The defendant had injured her leg when her apartment balcony gave way. She was initially treated by a co-defendant emergency physician, and thereafter saw each of the FKC&S clients in and out of the hospital on multiple occasions for a variety of medical conditions, until she died four months later. The estate sued the defendant’s landlord and settled that case, but also brought a medical malpractice action.
The estate’s theory of medical malpractice was that, despite being treated for acute renal failure, undergoing two cardiac catheterizations, having issues with her diabetes, as well as the lap band placed years earlier during bariatric surgery, it was the alleged negligent treatment of the wounds to the left calf precipitated the defendant’s death and caused significant pain and suffering.
The autopsy report made no reference to any infection relating to the patient’s cause of death – the causes of death being multiple complications of hypertensive cardiovascular disease, diabetes mellitus, obesity and pulmonary hypertension.
Shortly before the scheduled trial was to begin, the trial court granted FKC&S’s motion to dismiss the claims against six of the seven FKC&S clients on statute of limitations grounds, leaving a claim against just one of the physicians.
As the long-scheduled trial date approached, the plaintiff’s attorney did not serve expert witness disclosure, as required, and admitted that she did not yet have an expert witness to prove the medical malpractice claims. After warnings and new deadlines from the trial judge, the claim against FKC&S’s remaining client was dismissed on FKC&S’s motion for the plaintiff’s failure to be ready for trial with an expert.
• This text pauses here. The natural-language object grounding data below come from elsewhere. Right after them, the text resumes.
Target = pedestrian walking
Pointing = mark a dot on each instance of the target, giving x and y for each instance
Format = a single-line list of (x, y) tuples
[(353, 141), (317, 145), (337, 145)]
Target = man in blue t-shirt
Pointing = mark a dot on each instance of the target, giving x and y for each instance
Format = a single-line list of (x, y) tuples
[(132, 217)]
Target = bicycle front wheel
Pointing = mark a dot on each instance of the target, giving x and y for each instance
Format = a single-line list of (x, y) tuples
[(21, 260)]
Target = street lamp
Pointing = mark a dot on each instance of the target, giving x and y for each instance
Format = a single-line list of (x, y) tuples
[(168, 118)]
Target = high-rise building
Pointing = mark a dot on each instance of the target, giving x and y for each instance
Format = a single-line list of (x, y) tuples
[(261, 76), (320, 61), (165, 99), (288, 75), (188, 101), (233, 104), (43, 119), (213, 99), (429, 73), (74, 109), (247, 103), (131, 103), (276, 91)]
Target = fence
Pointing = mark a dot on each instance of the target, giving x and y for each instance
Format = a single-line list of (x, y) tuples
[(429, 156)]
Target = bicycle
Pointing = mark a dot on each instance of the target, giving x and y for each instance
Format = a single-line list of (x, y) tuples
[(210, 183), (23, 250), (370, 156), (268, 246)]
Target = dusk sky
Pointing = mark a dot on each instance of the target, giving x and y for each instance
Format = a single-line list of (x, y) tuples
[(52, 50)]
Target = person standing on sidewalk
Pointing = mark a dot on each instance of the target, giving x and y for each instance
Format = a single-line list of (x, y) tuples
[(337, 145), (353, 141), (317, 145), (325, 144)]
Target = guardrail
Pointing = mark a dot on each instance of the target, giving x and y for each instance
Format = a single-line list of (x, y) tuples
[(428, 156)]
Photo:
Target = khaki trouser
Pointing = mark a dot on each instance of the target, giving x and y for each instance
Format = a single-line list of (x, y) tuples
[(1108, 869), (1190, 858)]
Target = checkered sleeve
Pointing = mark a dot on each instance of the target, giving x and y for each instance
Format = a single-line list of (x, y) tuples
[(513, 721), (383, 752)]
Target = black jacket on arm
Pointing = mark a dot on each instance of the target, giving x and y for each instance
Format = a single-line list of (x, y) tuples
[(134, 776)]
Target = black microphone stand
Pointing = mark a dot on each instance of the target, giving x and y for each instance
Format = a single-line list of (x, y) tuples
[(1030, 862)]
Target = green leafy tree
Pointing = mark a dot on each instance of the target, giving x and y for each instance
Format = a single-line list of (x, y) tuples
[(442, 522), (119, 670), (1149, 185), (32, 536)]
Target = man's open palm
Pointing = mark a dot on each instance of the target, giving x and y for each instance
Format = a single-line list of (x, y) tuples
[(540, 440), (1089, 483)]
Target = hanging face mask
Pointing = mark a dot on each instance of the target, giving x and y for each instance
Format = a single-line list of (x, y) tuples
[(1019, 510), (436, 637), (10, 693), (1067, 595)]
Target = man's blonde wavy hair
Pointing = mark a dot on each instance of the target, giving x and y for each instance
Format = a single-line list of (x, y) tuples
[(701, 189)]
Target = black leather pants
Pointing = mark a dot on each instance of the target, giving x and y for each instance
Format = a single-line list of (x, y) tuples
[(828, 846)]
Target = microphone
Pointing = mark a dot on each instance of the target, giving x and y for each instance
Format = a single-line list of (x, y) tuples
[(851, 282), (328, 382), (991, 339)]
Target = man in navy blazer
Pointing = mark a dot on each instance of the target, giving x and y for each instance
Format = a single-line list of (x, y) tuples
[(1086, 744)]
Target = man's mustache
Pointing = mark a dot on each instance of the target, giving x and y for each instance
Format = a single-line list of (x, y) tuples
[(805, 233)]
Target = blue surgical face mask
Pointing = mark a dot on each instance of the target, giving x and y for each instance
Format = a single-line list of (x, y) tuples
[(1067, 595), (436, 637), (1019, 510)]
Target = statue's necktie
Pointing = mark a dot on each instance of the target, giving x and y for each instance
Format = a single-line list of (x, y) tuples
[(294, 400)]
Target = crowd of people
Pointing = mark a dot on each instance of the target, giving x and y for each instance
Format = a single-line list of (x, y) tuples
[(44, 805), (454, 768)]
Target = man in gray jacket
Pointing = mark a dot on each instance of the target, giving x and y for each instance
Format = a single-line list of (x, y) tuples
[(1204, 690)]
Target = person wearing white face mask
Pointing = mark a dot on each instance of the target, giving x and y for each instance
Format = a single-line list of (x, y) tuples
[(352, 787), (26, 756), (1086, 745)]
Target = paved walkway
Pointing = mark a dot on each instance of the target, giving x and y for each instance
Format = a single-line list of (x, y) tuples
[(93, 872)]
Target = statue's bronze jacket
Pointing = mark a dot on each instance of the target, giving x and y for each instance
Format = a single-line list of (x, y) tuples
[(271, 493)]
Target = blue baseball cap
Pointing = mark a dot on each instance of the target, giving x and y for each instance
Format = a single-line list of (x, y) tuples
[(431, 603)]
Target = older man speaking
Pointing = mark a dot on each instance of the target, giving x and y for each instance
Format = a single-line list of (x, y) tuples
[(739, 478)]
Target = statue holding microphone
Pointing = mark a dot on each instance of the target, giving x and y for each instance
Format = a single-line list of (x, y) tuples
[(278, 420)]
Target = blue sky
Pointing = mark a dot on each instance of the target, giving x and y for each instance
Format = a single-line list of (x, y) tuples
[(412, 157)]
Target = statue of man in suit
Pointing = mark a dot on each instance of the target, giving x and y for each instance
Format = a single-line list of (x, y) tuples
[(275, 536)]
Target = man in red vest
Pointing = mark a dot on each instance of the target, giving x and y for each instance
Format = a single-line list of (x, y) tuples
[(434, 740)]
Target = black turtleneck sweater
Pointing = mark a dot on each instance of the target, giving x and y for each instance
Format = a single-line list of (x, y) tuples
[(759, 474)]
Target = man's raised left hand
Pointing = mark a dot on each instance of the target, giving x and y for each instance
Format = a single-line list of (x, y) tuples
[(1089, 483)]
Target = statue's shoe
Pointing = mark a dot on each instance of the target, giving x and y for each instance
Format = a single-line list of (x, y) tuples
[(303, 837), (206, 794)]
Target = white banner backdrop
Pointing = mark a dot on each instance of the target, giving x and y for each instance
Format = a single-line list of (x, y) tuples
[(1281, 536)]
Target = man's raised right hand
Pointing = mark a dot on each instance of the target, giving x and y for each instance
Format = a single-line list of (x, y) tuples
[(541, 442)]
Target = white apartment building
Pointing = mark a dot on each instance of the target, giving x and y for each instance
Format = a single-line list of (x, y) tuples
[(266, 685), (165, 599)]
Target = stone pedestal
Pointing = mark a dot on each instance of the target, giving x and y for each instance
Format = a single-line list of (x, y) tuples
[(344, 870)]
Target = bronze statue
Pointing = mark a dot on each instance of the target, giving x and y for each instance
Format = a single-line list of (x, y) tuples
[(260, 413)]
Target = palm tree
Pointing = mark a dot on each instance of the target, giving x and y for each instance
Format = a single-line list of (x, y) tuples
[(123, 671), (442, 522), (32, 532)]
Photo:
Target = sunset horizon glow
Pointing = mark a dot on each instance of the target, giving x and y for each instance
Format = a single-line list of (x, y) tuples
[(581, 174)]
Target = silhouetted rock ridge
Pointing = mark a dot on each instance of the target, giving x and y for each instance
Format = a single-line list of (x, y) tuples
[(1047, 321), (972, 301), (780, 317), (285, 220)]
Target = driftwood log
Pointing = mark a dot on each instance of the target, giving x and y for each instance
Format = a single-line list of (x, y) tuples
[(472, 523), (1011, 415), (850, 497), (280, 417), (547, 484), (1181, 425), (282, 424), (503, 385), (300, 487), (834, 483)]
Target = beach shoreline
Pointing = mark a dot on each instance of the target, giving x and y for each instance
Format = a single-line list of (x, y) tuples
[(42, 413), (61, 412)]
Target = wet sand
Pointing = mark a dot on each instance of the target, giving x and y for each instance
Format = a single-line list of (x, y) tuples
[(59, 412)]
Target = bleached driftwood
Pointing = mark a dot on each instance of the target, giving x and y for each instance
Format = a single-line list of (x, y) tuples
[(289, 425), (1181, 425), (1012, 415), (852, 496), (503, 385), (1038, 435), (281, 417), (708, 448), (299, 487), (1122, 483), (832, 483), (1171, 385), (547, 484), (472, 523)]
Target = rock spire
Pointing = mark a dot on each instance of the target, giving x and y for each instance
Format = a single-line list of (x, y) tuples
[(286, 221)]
The plaintiff appealed multiple orders dismissing numerous claims against several defendants, including FKC&S’s clients. The Appellate Division, Second Department rejected the plaintiff’s arguments and recently affirmed all the dismissals. The court held that FKC&S’s motion to dismiss on statute of limitations grounds was properly made and meritorious, and that the plaintiff had failed to raise a triable issue of fact in opposition. The court also held that the trial justice had “providently exercised its discretion” in dismissing all remaining claims in light of plaintiff’s failure to serve expert witness disclosure and to be ready for trial with an expert.